At the end of Barcott’s article he writes “In a time of contaminated urbanity we’ve made them [mountains] the very symbol of purity, the last place unblemished by human scratch. We can pour our metaphor onto them, hype the latest ‘conquest’ by some mountaineer, but we speak more of ourselves than of the hills. The mountain doesn’t play games. It sits there, unmoved” (Barcott). To me this is one of the most philosophical ways to look at mountaineering, we talk so much about mountains, and their beauty, and their lack of contamination and blemishes, but in the end are we enjoying the mountains for ourselves rather than the unmoving mountain? The obsession with mountaineering and glorification of mountains could be a deeper rooted glorification of ourselves and our pursuits and our interests, rather than the actual mountain. Krakauer’s “vainglorious pursuits” that he tells the reporter about coincides with Barcott’s philosophy on the meaning we give to mountains and the conquests made by mountaineers.
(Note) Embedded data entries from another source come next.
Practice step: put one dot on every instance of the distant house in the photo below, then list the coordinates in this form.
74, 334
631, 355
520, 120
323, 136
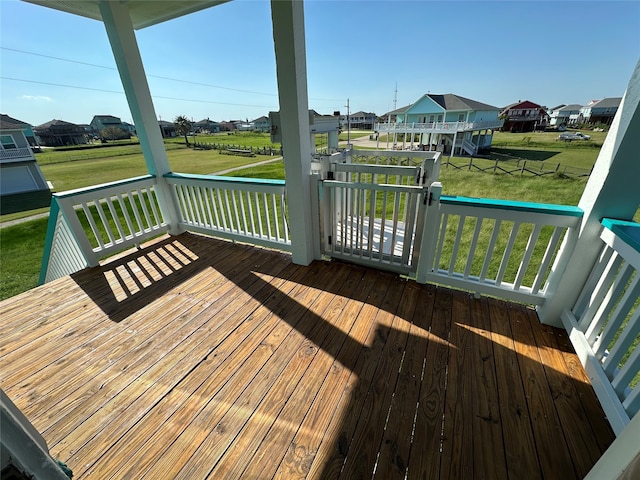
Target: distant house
262, 124
168, 129
89, 131
206, 126
565, 115
22, 184
359, 120
242, 125
600, 112
27, 129
448, 123
100, 122
392, 116
57, 133
227, 126
523, 116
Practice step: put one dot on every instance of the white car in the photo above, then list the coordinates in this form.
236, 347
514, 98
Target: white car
567, 137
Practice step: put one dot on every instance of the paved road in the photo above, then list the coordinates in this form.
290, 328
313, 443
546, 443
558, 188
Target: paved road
221, 172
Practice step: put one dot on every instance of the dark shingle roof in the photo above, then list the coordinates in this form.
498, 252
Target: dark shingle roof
450, 101
608, 102
398, 110
5, 125
15, 121
55, 122
568, 108
109, 118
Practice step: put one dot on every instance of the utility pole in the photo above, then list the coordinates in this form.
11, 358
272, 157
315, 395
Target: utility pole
395, 97
348, 125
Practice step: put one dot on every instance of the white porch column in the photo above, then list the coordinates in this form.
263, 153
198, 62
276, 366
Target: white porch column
612, 191
287, 17
124, 45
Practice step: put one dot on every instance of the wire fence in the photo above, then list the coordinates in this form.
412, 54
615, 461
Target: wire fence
239, 149
519, 167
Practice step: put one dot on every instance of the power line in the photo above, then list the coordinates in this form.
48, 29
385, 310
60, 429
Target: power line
153, 76
122, 93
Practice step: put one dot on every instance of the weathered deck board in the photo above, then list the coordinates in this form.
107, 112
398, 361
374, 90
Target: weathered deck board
197, 358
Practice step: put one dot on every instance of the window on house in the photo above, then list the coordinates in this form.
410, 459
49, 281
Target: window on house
7, 142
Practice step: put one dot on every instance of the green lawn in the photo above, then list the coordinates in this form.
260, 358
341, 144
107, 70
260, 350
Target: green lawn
248, 139
24, 242
543, 147
21, 248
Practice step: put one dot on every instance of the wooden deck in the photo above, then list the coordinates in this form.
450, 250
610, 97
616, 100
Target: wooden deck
197, 358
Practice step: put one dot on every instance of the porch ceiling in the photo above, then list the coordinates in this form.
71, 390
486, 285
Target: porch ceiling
143, 13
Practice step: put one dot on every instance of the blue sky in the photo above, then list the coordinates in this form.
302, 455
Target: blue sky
219, 63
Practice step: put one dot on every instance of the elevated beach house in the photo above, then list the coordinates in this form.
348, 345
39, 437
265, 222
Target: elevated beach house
447, 123
22, 184
350, 321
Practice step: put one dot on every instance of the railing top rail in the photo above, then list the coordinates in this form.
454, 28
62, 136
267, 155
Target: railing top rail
374, 186
396, 153
103, 186
627, 231
544, 208
217, 178
369, 168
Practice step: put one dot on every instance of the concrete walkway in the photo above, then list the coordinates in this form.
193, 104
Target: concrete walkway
221, 172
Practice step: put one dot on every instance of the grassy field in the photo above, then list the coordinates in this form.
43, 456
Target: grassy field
125, 161
248, 139
543, 147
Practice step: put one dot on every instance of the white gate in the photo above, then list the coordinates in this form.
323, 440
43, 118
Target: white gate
374, 214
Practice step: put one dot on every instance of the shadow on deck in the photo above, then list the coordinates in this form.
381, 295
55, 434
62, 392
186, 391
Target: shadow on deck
198, 358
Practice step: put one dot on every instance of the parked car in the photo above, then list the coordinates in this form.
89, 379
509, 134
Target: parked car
567, 137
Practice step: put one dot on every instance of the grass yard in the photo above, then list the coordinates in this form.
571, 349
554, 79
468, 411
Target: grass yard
248, 139
21, 248
83, 173
543, 147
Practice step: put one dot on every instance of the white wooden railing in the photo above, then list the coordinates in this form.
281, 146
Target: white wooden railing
604, 323
495, 247
442, 127
244, 209
90, 223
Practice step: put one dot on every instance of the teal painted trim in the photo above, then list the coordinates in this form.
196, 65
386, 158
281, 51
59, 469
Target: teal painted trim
547, 208
217, 178
627, 231
54, 210
103, 186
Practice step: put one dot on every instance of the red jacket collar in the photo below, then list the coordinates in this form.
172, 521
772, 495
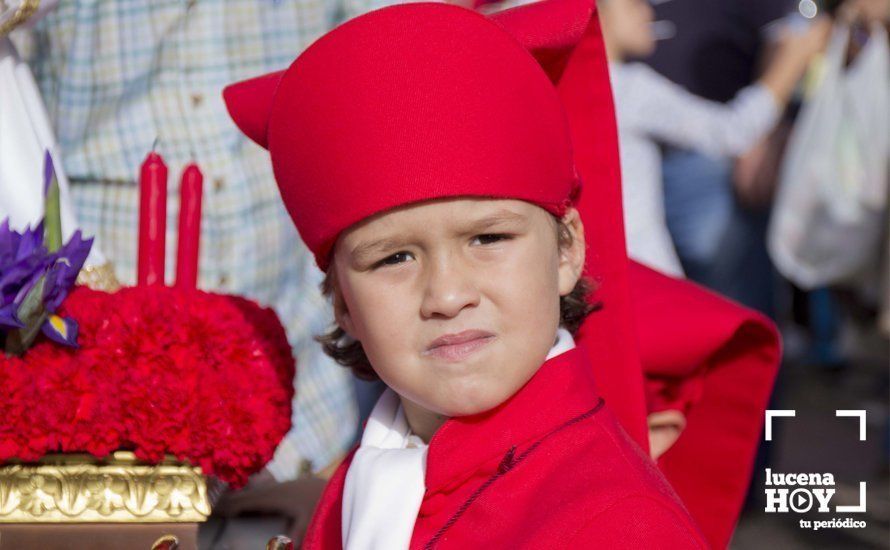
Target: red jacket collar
562, 389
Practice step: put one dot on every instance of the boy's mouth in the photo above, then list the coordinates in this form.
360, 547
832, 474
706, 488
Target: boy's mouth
458, 346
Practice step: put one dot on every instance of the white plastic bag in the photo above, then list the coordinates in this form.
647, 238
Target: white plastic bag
828, 219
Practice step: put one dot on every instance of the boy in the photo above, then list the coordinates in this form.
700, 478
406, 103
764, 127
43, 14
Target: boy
426, 160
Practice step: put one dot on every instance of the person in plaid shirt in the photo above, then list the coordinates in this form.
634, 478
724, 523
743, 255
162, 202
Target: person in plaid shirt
118, 74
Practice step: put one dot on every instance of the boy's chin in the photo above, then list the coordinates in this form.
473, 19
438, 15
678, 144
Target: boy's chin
470, 406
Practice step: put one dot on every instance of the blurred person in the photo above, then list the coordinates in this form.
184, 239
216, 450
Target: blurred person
716, 215
27, 140
117, 75
652, 110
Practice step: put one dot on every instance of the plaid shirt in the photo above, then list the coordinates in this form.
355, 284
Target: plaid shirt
116, 74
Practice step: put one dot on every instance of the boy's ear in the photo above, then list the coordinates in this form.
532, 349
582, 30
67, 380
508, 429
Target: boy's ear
341, 311
571, 255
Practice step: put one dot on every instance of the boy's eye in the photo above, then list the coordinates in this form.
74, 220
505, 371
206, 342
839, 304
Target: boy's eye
490, 238
394, 259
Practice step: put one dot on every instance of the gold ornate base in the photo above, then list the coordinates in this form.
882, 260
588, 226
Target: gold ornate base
83, 489
101, 536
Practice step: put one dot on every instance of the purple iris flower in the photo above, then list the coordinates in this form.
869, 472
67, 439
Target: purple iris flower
37, 271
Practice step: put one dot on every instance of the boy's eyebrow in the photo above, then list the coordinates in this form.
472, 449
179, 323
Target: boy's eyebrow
372, 248
502, 216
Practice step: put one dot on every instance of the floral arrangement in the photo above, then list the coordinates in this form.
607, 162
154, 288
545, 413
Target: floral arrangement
204, 377
156, 370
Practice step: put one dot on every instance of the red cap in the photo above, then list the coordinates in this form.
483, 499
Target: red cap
406, 104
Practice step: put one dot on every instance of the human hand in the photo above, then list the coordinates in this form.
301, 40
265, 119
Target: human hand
801, 45
665, 428
865, 11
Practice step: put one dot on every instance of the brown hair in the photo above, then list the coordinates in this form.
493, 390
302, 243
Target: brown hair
573, 309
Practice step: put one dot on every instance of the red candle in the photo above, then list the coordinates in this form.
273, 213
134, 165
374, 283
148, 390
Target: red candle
152, 220
189, 227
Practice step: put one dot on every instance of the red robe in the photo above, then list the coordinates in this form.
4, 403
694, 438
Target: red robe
550, 468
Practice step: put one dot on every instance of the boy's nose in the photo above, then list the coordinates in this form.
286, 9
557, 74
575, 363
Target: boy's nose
449, 289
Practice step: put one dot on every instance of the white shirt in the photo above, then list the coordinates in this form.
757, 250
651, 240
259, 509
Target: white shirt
653, 110
385, 483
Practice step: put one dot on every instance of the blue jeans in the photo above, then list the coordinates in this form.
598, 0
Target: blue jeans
721, 245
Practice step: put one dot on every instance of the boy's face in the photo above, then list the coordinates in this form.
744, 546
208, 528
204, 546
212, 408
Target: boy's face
456, 302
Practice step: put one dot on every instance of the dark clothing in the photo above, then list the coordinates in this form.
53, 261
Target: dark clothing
717, 45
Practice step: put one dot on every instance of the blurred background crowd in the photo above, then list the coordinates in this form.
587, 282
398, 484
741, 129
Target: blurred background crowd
754, 140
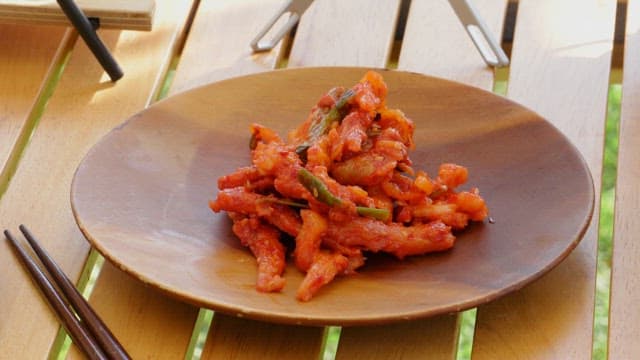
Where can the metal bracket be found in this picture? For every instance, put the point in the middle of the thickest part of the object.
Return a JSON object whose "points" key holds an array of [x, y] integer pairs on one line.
{"points": [[484, 41], [86, 27], [475, 27], [296, 8]]}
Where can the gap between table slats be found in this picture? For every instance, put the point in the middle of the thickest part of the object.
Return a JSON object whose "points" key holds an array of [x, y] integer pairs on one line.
{"points": [[563, 74], [625, 272]]}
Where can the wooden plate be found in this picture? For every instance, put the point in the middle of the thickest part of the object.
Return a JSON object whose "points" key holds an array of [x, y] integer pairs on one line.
{"points": [[141, 196]]}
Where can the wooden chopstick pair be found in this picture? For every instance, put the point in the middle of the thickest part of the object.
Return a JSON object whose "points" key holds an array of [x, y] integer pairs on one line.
{"points": [[88, 332]]}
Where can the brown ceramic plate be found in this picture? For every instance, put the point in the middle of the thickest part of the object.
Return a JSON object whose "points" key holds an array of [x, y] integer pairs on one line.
{"points": [[141, 198]]}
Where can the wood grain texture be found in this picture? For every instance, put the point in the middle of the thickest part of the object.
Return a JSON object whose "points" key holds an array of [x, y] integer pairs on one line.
{"points": [[347, 33], [431, 29], [436, 43], [624, 321], [27, 54], [119, 14], [83, 108], [355, 46], [153, 325], [218, 44], [560, 68]]}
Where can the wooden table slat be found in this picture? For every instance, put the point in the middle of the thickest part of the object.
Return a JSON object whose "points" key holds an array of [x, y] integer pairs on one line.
{"points": [[218, 44], [624, 322], [27, 58], [560, 68]]}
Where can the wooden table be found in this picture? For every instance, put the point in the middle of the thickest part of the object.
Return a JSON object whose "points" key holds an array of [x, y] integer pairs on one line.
{"points": [[56, 102]]}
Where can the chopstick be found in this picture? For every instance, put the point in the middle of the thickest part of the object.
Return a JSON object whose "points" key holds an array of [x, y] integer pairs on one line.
{"points": [[89, 332]]}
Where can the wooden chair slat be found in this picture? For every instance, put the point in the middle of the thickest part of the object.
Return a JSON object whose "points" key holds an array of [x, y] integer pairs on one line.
{"points": [[561, 73]]}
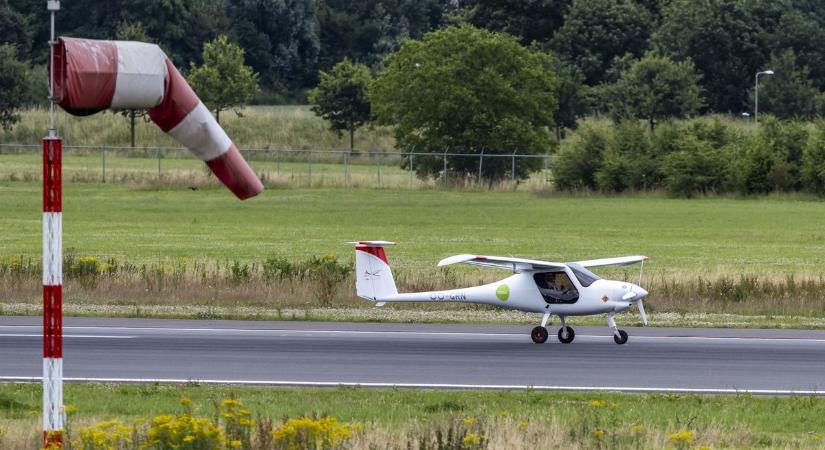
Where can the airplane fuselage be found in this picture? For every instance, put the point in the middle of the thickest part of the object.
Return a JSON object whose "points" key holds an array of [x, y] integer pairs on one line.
{"points": [[520, 292]]}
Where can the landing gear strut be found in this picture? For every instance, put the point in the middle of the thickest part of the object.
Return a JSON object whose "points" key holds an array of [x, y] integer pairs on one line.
{"points": [[619, 336], [566, 334], [539, 333]]}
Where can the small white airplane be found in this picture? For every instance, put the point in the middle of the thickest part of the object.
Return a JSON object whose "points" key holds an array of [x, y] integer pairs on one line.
{"points": [[562, 289]]}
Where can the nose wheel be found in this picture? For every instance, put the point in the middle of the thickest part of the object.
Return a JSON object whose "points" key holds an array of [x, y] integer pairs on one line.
{"points": [[620, 338], [539, 335], [566, 335]]}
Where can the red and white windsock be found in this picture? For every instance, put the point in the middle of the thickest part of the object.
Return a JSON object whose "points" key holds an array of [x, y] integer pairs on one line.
{"points": [[93, 75]]}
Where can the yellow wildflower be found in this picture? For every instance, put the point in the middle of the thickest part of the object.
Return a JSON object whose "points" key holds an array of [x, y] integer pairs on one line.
{"points": [[472, 440], [681, 439]]}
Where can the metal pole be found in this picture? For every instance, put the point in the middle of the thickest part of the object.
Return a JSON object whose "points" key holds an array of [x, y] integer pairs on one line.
{"points": [[480, 162], [346, 167], [513, 169], [378, 164], [445, 169], [52, 267], [411, 168], [756, 100], [546, 165]]}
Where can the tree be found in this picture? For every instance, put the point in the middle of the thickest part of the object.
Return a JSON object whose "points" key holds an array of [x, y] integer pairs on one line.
{"points": [[597, 31], [223, 81], [341, 98], [128, 31], [14, 29], [467, 90], [530, 20], [13, 85], [789, 92], [281, 39], [655, 88]]}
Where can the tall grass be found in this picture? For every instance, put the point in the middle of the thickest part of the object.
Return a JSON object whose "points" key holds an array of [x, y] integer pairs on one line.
{"points": [[434, 419]]}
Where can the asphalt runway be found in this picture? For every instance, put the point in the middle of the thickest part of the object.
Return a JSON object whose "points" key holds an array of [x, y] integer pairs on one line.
{"points": [[424, 356]]}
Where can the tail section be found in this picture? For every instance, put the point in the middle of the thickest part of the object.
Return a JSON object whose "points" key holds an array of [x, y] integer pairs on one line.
{"points": [[374, 278]]}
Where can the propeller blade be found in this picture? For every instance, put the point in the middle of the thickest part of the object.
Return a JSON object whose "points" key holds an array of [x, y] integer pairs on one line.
{"points": [[641, 307]]}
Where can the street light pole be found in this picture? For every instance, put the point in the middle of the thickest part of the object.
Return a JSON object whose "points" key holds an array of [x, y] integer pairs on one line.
{"points": [[756, 94]]}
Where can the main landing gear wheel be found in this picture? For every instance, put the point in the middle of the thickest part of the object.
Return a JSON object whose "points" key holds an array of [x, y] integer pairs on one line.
{"points": [[539, 335], [570, 335]]}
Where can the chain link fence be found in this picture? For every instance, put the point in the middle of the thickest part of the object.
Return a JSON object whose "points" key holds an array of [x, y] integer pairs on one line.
{"points": [[171, 165]]}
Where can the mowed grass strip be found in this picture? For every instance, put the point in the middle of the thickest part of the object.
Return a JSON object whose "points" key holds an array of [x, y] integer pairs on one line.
{"points": [[741, 421], [771, 237]]}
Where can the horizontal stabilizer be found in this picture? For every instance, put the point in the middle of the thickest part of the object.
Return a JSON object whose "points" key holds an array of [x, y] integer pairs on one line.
{"points": [[619, 261]]}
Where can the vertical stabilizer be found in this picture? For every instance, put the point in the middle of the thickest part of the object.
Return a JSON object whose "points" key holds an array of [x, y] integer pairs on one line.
{"points": [[373, 276]]}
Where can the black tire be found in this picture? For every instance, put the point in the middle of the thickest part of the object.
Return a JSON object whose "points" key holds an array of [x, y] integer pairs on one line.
{"points": [[539, 335], [570, 335], [621, 338]]}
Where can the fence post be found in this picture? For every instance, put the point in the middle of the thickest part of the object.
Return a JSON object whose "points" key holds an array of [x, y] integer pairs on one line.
{"points": [[480, 163], [513, 169], [411, 168], [546, 165], [309, 161], [445, 169], [378, 164], [346, 168]]}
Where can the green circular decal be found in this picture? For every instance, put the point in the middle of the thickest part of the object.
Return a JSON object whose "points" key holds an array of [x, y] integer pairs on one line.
{"points": [[503, 292]]}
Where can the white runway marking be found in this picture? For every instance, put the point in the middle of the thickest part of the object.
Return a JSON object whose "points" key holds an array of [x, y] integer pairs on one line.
{"points": [[87, 336], [23, 379], [284, 333]]}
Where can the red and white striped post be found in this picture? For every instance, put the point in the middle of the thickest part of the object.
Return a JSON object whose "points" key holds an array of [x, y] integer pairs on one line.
{"points": [[52, 268], [52, 293]]}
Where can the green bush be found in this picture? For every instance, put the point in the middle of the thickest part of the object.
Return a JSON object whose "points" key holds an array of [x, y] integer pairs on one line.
{"points": [[813, 162], [574, 167], [696, 168]]}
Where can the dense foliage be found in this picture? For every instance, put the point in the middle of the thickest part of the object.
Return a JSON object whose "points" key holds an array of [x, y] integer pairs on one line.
{"points": [[471, 91], [694, 157], [289, 41]]}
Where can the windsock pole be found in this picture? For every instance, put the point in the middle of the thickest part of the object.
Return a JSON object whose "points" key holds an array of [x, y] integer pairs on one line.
{"points": [[52, 268]]}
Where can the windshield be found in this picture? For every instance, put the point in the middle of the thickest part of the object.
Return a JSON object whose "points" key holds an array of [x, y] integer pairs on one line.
{"points": [[585, 277]]}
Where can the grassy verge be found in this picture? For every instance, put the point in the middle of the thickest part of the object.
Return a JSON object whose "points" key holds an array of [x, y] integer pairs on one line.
{"points": [[517, 420], [183, 253]]}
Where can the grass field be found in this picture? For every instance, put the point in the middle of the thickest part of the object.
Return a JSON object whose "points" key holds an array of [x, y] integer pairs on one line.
{"points": [[513, 420], [202, 253]]}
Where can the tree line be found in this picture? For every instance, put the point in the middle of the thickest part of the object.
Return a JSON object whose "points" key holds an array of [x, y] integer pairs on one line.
{"points": [[288, 42]]}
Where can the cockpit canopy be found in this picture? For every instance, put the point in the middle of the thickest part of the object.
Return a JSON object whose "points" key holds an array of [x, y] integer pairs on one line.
{"points": [[585, 277]]}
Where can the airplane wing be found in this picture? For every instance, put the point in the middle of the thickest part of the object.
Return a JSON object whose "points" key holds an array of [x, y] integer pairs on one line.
{"points": [[501, 262], [620, 261]]}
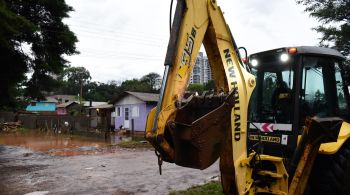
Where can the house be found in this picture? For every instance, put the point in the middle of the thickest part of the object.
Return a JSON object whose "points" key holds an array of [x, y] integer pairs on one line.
{"points": [[100, 117], [42, 106], [131, 109], [59, 99], [68, 108]]}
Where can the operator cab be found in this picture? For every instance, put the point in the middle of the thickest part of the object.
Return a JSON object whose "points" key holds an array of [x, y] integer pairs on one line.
{"points": [[292, 84]]}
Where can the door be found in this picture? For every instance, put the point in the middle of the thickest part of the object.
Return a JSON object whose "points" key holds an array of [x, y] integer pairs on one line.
{"points": [[126, 118]]}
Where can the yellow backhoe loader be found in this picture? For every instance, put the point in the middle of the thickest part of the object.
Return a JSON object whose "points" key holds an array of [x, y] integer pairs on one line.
{"points": [[278, 123]]}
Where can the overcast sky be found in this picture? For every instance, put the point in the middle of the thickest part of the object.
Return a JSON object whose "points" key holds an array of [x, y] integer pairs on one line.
{"points": [[125, 39]]}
Switching gears to the White Spider, in the chapter “The Wall of Life and Death,” Wellenkamp describes a rest the crew took and under his description Harrer writes “Everything had been said about the North Face, how big, how savage, how grim, how high, how magnificent it was; but no one before him has said that to rest on it was lovely, that one could enjoy the beauty of the scene from it at one’s leisure” (Harrer, pg. 197). Wellenkamp brings in a new element to mountaineering and mountains in itself, to be a mountaineer it can be seen that you have to always be moving, and going upwards or sleeping or eating for the next days journey, but Wellenkamp shows the beauty of just relaxing and enjoying the beauty of the mountain by resting, which some mountaineers might look at as a waste of time, and unproductive in the long run. Leisure on a mountaineering adventure is not the first thing many hear about when hearing stories of the pursuit of summit, but Wellenkamp brings that into this and brings in the beauty even when not being faced with constant struggle.